Olomouc Archdiocese Museum
The Archdiocese Museum in the buildings of the former Olomouc Castle is the city’s best and most extensive historical sight. Even if you’re sick to death of museums, it’s worth going into this one just to see the buildings themselves. Admission is only 50Kč which is less than a third the price of museums or castles in Prague or Krakow. And entry is free every Wednesday and Sunday!
There are three main levels to the museum; the cellars, ground floor and first floor. The original stonework of the old gothic and Romanesque cellars was exposed in the recent reconstruction and there are archaeological findings exhibited here that date back as far as 3500BC. There are quite a few nooks, crannies and tunnels to explore, but also several places that are off limits to the public. To get down to the cellars you need to descend along the concrete ramps in the same room as the restored carriage that once belonged to Bishop Troyer. No matter what you feel about the excesses of the church, the carriage is an impressive exhibit.
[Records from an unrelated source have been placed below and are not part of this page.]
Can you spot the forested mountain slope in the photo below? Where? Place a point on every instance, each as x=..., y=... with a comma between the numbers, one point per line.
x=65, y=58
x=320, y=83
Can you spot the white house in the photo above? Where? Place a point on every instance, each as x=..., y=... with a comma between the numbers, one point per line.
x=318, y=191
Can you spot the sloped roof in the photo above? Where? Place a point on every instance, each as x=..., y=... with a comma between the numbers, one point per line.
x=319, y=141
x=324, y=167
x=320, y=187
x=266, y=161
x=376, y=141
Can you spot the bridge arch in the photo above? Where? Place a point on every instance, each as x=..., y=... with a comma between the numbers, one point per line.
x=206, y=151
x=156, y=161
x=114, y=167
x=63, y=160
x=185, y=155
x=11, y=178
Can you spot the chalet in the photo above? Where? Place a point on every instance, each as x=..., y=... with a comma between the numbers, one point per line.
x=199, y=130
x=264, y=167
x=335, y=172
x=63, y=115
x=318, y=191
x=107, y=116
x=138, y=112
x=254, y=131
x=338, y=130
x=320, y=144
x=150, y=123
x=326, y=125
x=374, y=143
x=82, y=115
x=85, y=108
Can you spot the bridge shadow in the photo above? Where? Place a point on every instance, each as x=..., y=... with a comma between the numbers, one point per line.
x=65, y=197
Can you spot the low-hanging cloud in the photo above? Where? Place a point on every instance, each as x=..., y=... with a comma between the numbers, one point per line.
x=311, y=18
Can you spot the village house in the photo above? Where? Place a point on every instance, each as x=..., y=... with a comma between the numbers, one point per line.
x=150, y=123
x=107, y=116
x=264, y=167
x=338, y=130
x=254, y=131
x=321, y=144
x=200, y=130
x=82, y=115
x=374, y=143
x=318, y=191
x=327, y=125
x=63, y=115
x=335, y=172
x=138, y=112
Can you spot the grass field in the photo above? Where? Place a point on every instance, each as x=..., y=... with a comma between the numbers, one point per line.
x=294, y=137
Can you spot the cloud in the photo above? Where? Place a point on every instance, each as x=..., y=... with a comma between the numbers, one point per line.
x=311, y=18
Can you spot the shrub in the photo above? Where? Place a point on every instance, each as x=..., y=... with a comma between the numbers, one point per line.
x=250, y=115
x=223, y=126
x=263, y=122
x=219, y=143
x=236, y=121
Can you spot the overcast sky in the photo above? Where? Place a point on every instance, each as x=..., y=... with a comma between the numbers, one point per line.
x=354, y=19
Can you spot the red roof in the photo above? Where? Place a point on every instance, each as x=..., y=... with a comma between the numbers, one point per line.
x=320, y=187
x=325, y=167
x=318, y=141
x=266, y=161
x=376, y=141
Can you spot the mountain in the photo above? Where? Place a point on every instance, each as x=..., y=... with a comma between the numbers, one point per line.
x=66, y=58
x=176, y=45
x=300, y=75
On the ground floor and behind the carriage are the entrances to the treasure room and the sculpture galleries. The treasure room is in the base of the round tower, which began its life as a lookout tower for the castle. With solid masonry walls up to two metres thick and narrow windows it’s the ideal place to store valuable artifacts like the diamond and emerald encrusted monstrances, reliquaries and chalices. With subtle lighting in the black room the exhibits glisten and you almost expect to see a team of acrobatic thieves rappelling down from the ceiling to get their hands on the treasures.
Behind the carriage and through the sculpture galleries is the corridor leading to the adjacent bishops’ palace. The museum is housed in four buildings that were never really designed to be used as one, so there are some maze-like passageways to negotiate and don’t be surprised if the stewards usher you into places they think you may not have seen. On the way to the palace you’ll pass gothic and renaissance altarpieces, relieves and free standing sculptures on loan from the most important churches around Moravia. The highlight is a lifesize and lifelike statue of St Wenceslas in sandstone from around 1500.
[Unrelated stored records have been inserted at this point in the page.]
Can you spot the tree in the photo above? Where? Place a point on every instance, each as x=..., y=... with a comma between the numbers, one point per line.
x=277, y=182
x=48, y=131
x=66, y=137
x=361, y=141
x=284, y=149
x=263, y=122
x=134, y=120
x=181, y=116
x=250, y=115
The bishops’ palace is made up of several parts. The typical gothic cloister wraps around the courtyard, where a peaceful patch of greenery surrounds a functioning fresh water well. Leading off the north side is the chapel of St John the Baptist and in the palace itself are the oldest preserved architectural features in Olomouc; the original stone windows of Bishop Zdik’s 12th Century Romanesque palace. The windows were hidden until a storm damaged the building in 1867, but have been thoroughly restored and are protected behind thick sheets of plate glass. One is visible from the small square in front of the museum.
Back in the main building, there’s a wide staircase leading up to the picture galleries. The museum has preserved the old custom of felt-overshoes, which are intended to reduce noise and protect the intricate parquet wood flooring. Just slip them on over the top of your shoes and slide rather than step until you get the hang of them.
Breughel and St. Barbara
There are no paintings by Picasso, Monet of Dali here, but there’s an extensive collection of Dutch, Italian and Austrian painting from the 1600’s to the turn of the 20th century, including a Breughel. Again the exhibition rooms themselves are part of the display; especially the chambers of Mars, Jupiter and Neptune at the western end of the complex. Also on the first floor is the entrance to St. Barbara’s chapel, which is in the round tower, above the treasure room, and is perhaps Olomouc’s most beautiful small chapel.
The archdiocese museum is the only one of its type in the country and opened in 2006 after a four year restoration of the castle buildings. During his visit to Olomouc in 1995 Pope John Paul II expressed his support for the museum project, but passed away before its completion. He may be watching on from a higher place, so be sure you keep your slippers on in the picture galleries!